BUT Systems for Environmental Sound Deepfake Detection in the ESDD 2026 Challenge
Authors: Junyi Peng, Lin Zhang, Jin Li, Oldrich Plchot, Jan Cernocky
Published: 2025-12-09 07:32:55+00:00
AI Summary
This paper details the BUT submission to the ESDD 2026 Challenge, focusing on detecting environmental sound deepfakes generated by unseen algorithms. The authors propose a robust ensemble system utilizing diverse pre-trained Self-Supervised Learning (SSL) models (like EAT and BEATs) as front-ends. These features are processed by a Multi-Head Factorized Attention (MHFA) back-end, enhanced by a feature domain augmentation strategy (DSU) to boost generalization performance.
Abstract
This paper describes the BUT submission to the ESDD 2026 Challenge, specifically focusing on Track 1: Environmental Sound Deepfake Detection with Unseen Generators. To address the critical challenge of generalizing to audio generated by unseen synthesis algorithms, we propose a robust ensemble framework leveraging diverse Self-Supervised Learning (SSL) models. We conduct a comprehensive analysis of general audio SSL models (including BEATs, EAT, and Dasheng) and speech-specific SSLs.
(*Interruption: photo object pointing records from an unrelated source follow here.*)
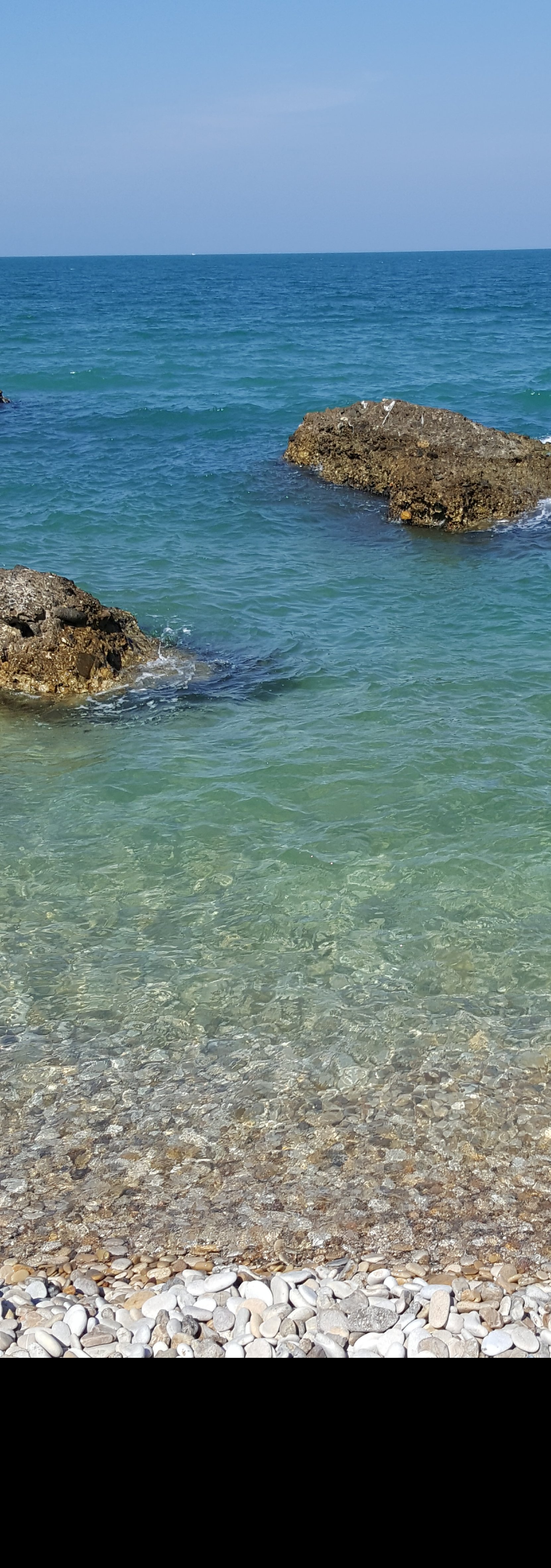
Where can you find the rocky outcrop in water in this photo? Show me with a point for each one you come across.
(439, 469)
(59, 640)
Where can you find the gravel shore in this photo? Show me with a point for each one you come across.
(106, 1303)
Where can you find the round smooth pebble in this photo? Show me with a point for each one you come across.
(497, 1343)
(523, 1338)
(37, 1290)
(223, 1319)
(142, 1333)
(297, 1275)
(280, 1291)
(330, 1346)
(260, 1351)
(271, 1326)
(257, 1307)
(195, 1286)
(76, 1319)
(222, 1282)
(164, 1302)
(258, 1291)
(48, 1343)
(62, 1332)
(305, 1291)
(434, 1348)
(439, 1310)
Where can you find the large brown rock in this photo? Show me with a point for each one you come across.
(56, 639)
(439, 469)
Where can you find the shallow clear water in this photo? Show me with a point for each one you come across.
(344, 841)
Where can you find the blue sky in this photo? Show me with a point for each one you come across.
(274, 126)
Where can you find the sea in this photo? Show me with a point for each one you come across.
(327, 865)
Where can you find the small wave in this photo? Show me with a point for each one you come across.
(178, 680)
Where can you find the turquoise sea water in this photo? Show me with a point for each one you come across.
(347, 836)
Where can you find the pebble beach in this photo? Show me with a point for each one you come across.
(106, 1305)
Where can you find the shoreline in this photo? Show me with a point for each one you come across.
(103, 1303)
(280, 1159)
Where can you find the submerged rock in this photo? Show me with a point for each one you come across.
(56, 639)
(439, 469)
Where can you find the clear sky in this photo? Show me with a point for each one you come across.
(274, 126)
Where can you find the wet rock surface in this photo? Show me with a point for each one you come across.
(57, 640)
(437, 468)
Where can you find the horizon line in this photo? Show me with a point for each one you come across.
(98, 256)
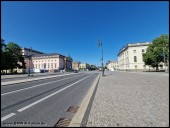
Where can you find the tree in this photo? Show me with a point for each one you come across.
(13, 56)
(156, 50)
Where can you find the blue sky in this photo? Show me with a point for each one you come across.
(73, 27)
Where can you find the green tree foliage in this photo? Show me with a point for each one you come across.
(2, 54)
(13, 55)
(156, 50)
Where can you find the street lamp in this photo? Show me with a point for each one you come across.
(100, 45)
(29, 57)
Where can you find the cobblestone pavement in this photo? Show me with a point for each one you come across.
(131, 100)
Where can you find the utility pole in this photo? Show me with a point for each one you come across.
(100, 45)
(29, 57)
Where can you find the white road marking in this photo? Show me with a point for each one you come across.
(36, 102)
(7, 116)
(36, 86)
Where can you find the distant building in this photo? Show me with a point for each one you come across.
(84, 66)
(76, 65)
(48, 62)
(51, 62)
(112, 65)
(130, 57)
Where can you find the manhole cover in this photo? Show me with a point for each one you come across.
(73, 109)
(63, 122)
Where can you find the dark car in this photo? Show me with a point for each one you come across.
(76, 71)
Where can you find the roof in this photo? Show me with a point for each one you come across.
(133, 45)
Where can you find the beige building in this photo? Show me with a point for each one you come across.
(42, 61)
(76, 65)
(51, 62)
(130, 57)
(84, 66)
(112, 65)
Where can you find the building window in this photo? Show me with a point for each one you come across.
(135, 59)
(144, 66)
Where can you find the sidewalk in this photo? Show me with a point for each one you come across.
(32, 79)
(127, 99)
(25, 75)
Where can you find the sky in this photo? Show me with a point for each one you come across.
(74, 27)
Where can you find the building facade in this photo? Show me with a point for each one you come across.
(112, 65)
(84, 66)
(51, 62)
(76, 65)
(130, 57)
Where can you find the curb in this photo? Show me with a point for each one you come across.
(78, 117)
(22, 81)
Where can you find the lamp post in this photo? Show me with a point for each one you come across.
(164, 58)
(29, 57)
(100, 45)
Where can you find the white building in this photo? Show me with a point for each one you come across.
(130, 57)
(112, 65)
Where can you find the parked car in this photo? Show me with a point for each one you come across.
(76, 71)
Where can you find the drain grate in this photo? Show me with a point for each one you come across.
(63, 122)
(73, 109)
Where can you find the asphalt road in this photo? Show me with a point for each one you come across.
(25, 76)
(44, 102)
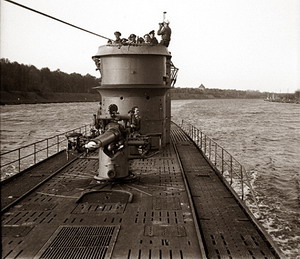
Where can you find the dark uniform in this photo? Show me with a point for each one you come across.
(165, 32)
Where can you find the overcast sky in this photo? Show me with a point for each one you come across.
(226, 44)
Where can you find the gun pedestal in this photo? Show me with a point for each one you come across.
(115, 167)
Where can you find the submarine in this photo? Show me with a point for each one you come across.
(135, 185)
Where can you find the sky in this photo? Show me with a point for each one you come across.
(232, 44)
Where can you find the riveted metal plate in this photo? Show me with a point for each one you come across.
(80, 242)
(16, 231)
(165, 230)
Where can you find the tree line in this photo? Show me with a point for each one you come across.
(28, 78)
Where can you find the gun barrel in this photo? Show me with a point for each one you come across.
(107, 137)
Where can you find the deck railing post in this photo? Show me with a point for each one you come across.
(19, 160)
(47, 148)
(242, 181)
(205, 144)
(57, 143)
(231, 171)
(34, 153)
(209, 149)
(201, 141)
(222, 160)
(216, 153)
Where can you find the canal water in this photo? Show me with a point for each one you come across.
(263, 136)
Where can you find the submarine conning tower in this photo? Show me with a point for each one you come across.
(138, 76)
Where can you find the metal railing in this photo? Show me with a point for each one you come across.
(232, 171)
(17, 160)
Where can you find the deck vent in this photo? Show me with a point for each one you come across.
(80, 242)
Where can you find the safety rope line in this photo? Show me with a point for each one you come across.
(49, 16)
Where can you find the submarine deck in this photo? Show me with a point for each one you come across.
(175, 207)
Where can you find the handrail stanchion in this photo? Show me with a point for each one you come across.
(34, 153)
(230, 170)
(47, 147)
(222, 160)
(19, 159)
(209, 148)
(201, 142)
(204, 144)
(242, 181)
(57, 142)
(216, 150)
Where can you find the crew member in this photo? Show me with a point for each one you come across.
(153, 40)
(165, 32)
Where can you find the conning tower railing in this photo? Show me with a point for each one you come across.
(17, 160)
(233, 172)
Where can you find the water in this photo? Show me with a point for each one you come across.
(263, 136)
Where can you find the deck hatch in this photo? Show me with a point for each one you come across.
(80, 242)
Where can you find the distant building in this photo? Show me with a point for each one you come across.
(202, 87)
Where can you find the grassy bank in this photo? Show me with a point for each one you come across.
(16, 97)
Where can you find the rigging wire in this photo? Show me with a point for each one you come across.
(56, 19)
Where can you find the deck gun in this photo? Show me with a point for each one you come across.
(118, 141)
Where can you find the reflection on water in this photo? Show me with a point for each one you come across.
(263, 136)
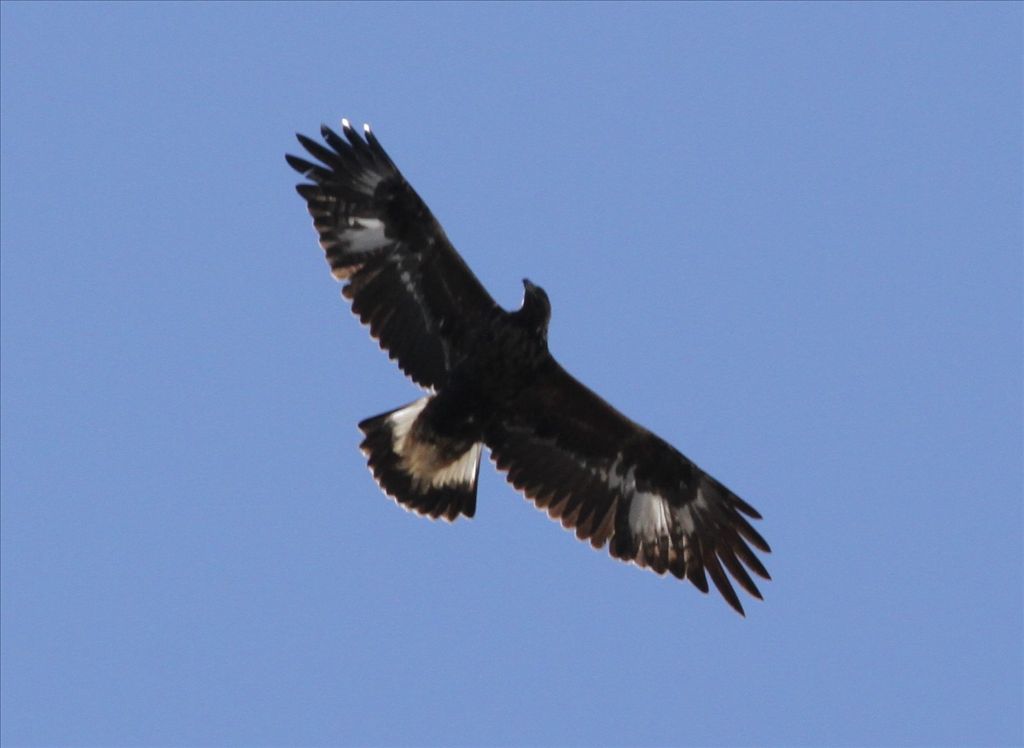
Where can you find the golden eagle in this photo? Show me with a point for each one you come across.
(493, 382)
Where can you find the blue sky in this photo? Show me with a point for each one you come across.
(786, 238)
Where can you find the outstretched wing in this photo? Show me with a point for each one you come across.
(610, 480)
(403, 277)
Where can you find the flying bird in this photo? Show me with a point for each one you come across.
(492, 382)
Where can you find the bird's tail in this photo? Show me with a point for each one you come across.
(423, 471)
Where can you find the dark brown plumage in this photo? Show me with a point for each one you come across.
(493, 382)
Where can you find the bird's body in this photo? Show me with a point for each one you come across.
(494, 382)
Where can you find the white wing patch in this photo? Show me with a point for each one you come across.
(649, 515)
(460, 472)
(366, 235)
(401, 420)
(424, 461)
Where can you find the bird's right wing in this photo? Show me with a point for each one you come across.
(614, 482)
(403, 277)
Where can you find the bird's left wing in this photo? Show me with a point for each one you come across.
(610, 480)
(403, 277)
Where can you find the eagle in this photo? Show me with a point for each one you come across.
(491, 381)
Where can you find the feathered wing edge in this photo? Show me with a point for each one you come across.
(403, 278)
(614, 483)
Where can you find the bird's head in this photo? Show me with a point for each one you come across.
(536, 310)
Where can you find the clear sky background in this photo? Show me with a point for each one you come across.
(786, 238)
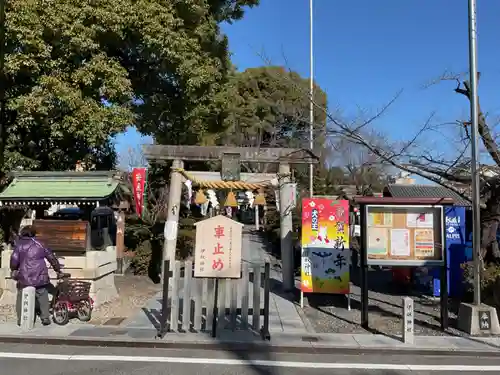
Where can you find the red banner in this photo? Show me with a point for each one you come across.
(139, 187)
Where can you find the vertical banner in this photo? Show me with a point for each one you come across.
(326, 256)
(139, 183)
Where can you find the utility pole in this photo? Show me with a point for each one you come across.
(3, 117)
(474, 113)
(311, 97)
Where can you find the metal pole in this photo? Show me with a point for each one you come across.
(474, 110)
(311, 96)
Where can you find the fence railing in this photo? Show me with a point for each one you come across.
(204, 304)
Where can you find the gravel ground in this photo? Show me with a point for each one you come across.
(133, 293)
(329, 314)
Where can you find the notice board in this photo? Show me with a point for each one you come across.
(404, 235)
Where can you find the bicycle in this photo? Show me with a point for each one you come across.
(71, 299)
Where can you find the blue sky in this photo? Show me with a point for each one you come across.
(365, 51)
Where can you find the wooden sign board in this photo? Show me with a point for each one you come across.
(218, 248)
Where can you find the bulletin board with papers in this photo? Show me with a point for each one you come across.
(404, 235)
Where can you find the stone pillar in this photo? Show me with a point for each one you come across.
(286, 228)
(120, 241)
(174, 203)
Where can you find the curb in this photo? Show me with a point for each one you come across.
(253, 347)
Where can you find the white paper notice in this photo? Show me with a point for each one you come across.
(400, 242)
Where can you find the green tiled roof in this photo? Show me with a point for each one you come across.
(60, 185)
(424, 191)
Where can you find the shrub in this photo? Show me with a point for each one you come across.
(142, 258)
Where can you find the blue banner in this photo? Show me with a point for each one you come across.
(456, 255)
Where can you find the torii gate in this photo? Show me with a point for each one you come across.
(232, 157)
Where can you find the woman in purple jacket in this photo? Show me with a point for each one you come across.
(28, 267)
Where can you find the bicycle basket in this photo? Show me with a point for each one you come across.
(75, 290)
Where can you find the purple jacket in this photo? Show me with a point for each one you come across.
(28, 260)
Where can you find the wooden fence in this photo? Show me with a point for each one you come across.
(203, 304)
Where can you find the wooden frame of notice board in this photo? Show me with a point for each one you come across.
(431, 247)
(404, 235)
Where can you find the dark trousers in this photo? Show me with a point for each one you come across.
(42, 305)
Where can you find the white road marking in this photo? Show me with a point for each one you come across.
(249, 362)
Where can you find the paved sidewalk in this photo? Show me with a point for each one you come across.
(116, 336)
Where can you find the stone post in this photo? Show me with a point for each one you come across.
(28, 308)
(408, 320)
(286, 227)
(172, 223)
(256, 208)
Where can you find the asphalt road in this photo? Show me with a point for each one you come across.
(57, 360)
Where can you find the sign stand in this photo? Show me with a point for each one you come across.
(405, 232)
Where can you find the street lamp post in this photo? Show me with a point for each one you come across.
(474, 113)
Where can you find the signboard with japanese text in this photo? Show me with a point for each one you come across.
(404, 235)
(218, 248)
(139, 183)
(325, 259)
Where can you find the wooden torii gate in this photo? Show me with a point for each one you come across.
(232, 155)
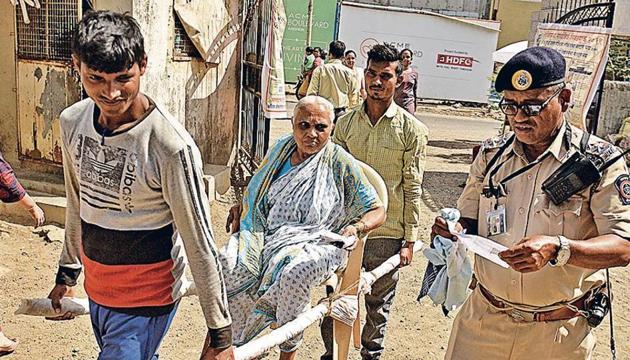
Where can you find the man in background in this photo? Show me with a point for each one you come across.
(334, 81)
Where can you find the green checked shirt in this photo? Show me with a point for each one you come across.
(396, 147)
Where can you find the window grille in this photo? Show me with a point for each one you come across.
(183, 47)
(49, 35)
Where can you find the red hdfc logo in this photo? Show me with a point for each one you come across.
(455, 60)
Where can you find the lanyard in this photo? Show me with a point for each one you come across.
(499, 190)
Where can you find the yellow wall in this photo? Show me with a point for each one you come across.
(516, 19)
(8, 96)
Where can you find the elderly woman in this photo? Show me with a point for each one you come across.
(304, 185)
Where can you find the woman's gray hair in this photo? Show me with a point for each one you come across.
(316, 101)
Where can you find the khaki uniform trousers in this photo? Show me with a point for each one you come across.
(482, 331)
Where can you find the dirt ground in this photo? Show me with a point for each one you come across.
(28, 261)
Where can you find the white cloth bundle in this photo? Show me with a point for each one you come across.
(43, 307)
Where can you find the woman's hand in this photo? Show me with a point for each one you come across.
(353, 232)
(37, 214)
(349, 231)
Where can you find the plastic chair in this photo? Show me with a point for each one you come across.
(351, 275)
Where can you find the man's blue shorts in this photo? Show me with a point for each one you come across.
(128, 337)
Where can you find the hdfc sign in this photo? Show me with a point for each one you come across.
(455, 60)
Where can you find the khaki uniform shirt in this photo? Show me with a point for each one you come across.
(396, 148)
(595, 211)
(335, 82)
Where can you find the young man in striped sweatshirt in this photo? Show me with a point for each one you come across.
(136, 211)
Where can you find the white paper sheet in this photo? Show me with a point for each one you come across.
(483, 247)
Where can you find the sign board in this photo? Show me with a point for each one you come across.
(294, 43)
(585, 49)
(274, 100)
(452, 56)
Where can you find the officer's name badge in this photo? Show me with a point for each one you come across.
(623, 188)
(521, 80)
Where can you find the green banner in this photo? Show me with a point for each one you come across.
(324, 17)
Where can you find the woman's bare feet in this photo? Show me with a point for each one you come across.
(7, 345)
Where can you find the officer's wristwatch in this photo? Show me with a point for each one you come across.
(564, 252)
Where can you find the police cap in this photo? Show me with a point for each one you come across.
(532, 68)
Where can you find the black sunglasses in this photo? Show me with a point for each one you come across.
(511, 109)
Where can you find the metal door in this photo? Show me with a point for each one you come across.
(45, 81)
(586, 13)
(254, 128)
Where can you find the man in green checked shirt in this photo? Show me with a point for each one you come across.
(393, 142)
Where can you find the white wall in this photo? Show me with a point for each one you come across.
(621, 22)
(437, 41)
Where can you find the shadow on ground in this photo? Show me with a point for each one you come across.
(441, 189)
(453, 144)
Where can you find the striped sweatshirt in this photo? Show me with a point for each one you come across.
(137, 217)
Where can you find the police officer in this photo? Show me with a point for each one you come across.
(558, 245)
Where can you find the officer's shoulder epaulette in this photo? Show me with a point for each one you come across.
(603, 149)
(494, 142)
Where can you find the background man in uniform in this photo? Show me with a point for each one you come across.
(136, 203)
(555, 251)
(393, 142)
(334, 81)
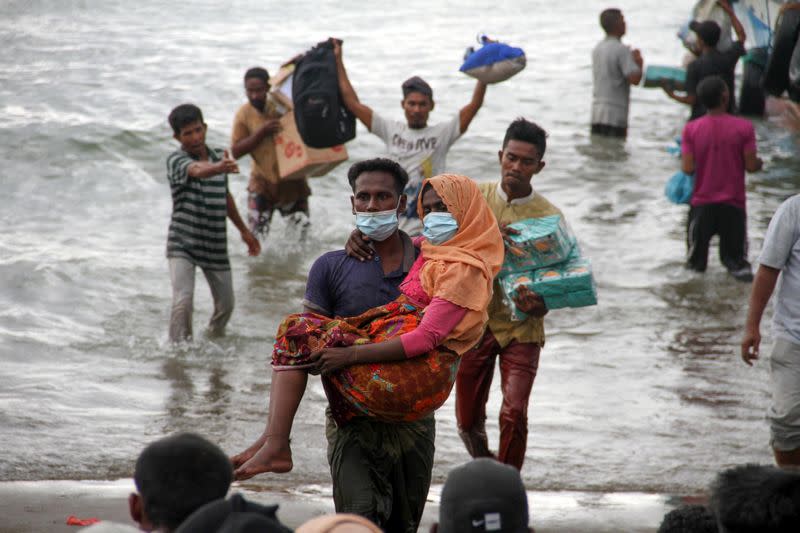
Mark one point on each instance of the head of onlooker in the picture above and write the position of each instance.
(712, 91)
(483, 495)
(174, 476)
(338, 523)
(756, 499)
(689, 519)
(708, 33)
(233, 515)
(521, 156)
(256, 86)
(189, 129)
(613, 22)
(417, 102)
(378, 197)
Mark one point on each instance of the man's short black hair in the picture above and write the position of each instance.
(689, 518)
(258, 73)
(709, 91)
(178, 474)
(756, 498)
(609, 19)
(379, 164)
(526, 131)
(183, 115)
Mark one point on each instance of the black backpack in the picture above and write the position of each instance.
(322, 119)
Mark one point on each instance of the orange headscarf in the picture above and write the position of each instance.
(462, 269)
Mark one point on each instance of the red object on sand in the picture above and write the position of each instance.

These front-ends are coupled with a lightweight Multi-Head Factorized Attention (MHFA) back-end to capture discriminative representations. Furthermore, we introduce a feature domain augmentation strategy based on distribution uncertainty modeling to enhance model robustness against unseen spectral distortions. All models are trained exclusively on the official EnvSDD data, without using any external resources. Experimental results demonstrate the effectiveness of our approach: our best single system achieved Equal Error Rates (EER) of 0.00\\%, 4.60\\%, and 4.80\\% on the Development, Progress (Track 1), and Final Evaluation sets, respectively. The fusion system further improved generalization, yielding EERs of 0.00\\%, 3.52\\%, and 4.38\\% across the same partitions.